CPU Performance

For simplicity, we are listing the percentage performance differentials in all of our CPU testing – the number shown is the % performance of having SMT2 enabled compared to having the setting disabled. Our benchmark suite consists of over 120 tests, full details of which can be found in our #CPUOverload article.

Here are the single threaded results.

Single Threaded Tests
AMD Ryzen 9 5950X
AnandTech SMT Off
Baseline
SMT On 
y-Cruncher 100% 99.5%
Dwarf Fortress 100% 99.9%
Dolphin 5.0 100% 99.1%
CineBench R20 100% 99.7%
Web Tests 100% 99.1%
GeekBench (4+5) 100% 100.8%
SPEC2006 100% 101.2%
SPEC2017 100% 99.2%

Interestingly enough our single threaded performance was within a single percentage point across the stack (SPEC being +1.2%). Given that ST mode should arguably give more resources to each thread for consistency, the fact that we see no difference means that AMD’s implementation of giving a single thread access to all the resources even in SMT mode is quite good.
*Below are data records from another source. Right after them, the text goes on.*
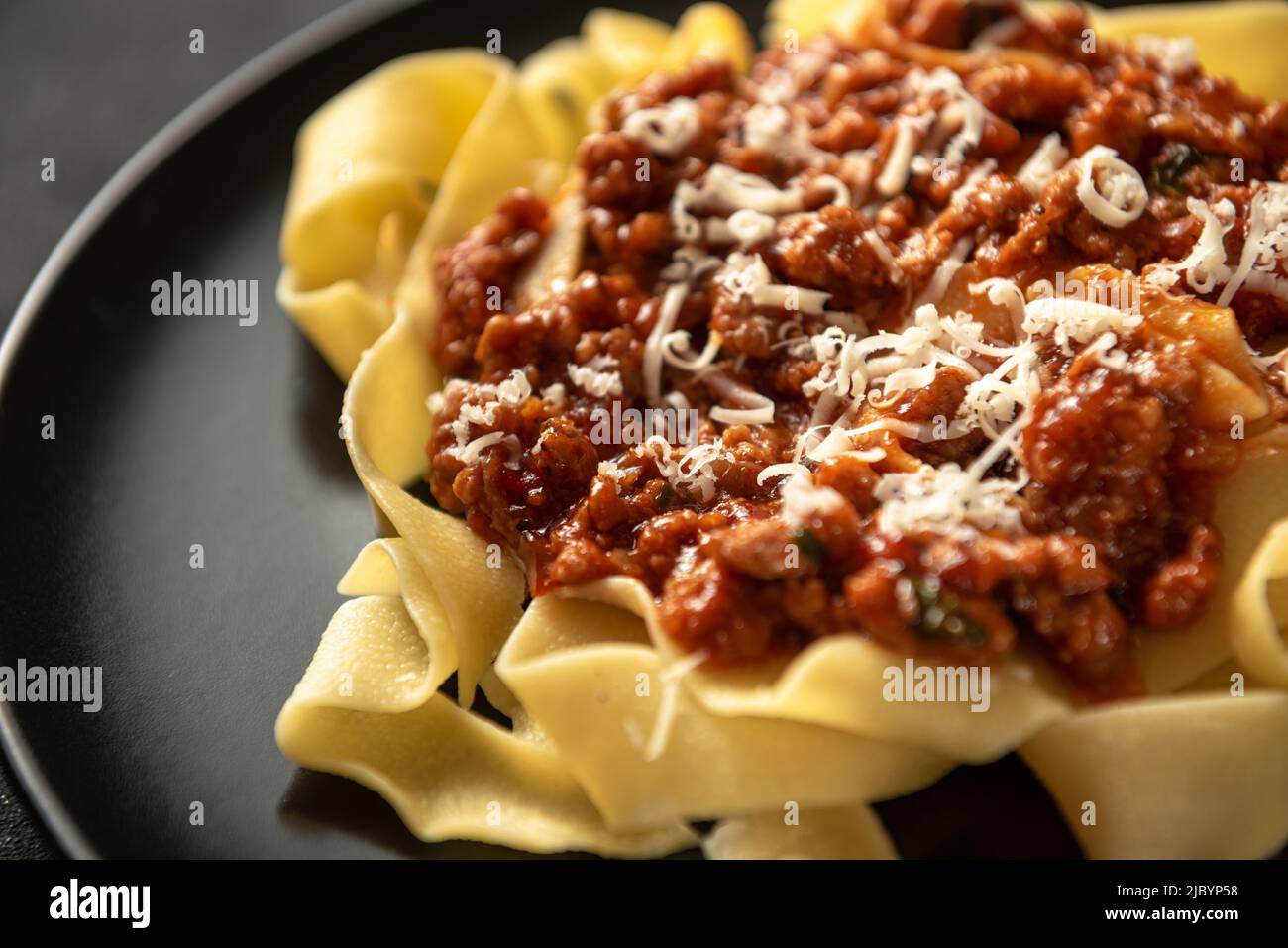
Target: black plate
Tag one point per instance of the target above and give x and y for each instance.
(179, 430)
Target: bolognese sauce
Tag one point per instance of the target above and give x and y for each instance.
(837, 265)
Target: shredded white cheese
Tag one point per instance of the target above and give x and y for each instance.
(1120, 197)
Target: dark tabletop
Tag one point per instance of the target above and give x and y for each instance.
(88, 82)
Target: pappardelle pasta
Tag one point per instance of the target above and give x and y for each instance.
(803, 425)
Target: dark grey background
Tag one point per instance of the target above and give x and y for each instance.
(88, 82)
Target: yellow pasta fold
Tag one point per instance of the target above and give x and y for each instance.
(617, 737)
(842, 832)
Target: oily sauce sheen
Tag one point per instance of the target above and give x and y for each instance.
(1117, 539)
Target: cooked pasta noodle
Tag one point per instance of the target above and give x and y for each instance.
(622, 736)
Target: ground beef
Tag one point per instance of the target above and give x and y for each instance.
(1121, 475)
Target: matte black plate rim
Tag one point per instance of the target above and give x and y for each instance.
(156, 151)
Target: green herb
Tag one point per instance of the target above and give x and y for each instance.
(1172, 163)
(810, 545)
(940, 614)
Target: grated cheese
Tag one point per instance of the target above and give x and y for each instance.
(1125, 194)
(666, 129)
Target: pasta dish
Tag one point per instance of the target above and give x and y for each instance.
(758, 437)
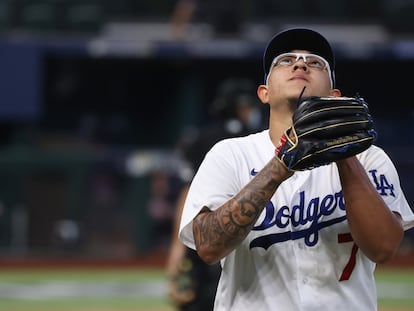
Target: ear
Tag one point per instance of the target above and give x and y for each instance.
(262, 93)
(336, 93)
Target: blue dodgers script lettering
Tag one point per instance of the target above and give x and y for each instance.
(299, 215)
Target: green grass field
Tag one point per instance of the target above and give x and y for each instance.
(137, 289)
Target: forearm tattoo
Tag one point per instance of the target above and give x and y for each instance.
(229, 225)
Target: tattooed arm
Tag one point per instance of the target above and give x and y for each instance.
(218, 232)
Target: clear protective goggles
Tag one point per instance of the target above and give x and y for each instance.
(311, 60)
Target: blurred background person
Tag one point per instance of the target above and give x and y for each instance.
(192, 283)
(225, 17)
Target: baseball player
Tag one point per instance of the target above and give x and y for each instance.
(298, 228)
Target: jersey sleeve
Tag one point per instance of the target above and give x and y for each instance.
(383, 174)
(215, 182)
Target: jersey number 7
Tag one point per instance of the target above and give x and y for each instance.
(346, 273)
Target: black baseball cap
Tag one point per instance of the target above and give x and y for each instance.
(298, 39)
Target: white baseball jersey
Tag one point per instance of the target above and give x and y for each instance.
(300, 254)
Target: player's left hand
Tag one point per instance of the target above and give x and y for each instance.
(324, 130)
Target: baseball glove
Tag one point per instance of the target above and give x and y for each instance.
(324, 130)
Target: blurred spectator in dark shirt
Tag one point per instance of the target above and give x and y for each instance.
(192, 283)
The multithreaded tests are a bit more diverse:

Multi-Threaded Tests
AMD Ryzen 9 5950X
AnandTech SMT Off
Baseline
SMT On
Agisoft Photoscan 100% 98.2%
3D Particle Movement 100% 165.7%
3DPM with AVX2 100% 177.5%
y-Cruncher 100% 94.5%
NAMD AVX2 100% 106.6%
AIBench 100% 88.2%
Blender 100% 125.1%
Corona 100% 145.5%
POV-Ray 100% 115.4%
V-Ray 100% 126.0%
CineBench R20 100% 118.6%
HandBrake 4K HEVC 100% 107.9%
7-Zip Combined 100% 133.9%
AES Crypto 100% 104.9%
WinRAR 100% 111.9%
GeekBench (4+5) 100% 109.3%

Here we have a number of different factors affecting the results.

Starting with the two tests that scored statistically worse with SMT2 enabled: yCruncher and AIBench. Both tests are memory-bound and compute-bound in parts, where the memory bandwidth per thread can become a limiting factor in overall run-time. yCruncher is arguably a math synthetic benchmark, and AIBench is still early-beta AI workloads for Windows, so quite far away from real world use cases.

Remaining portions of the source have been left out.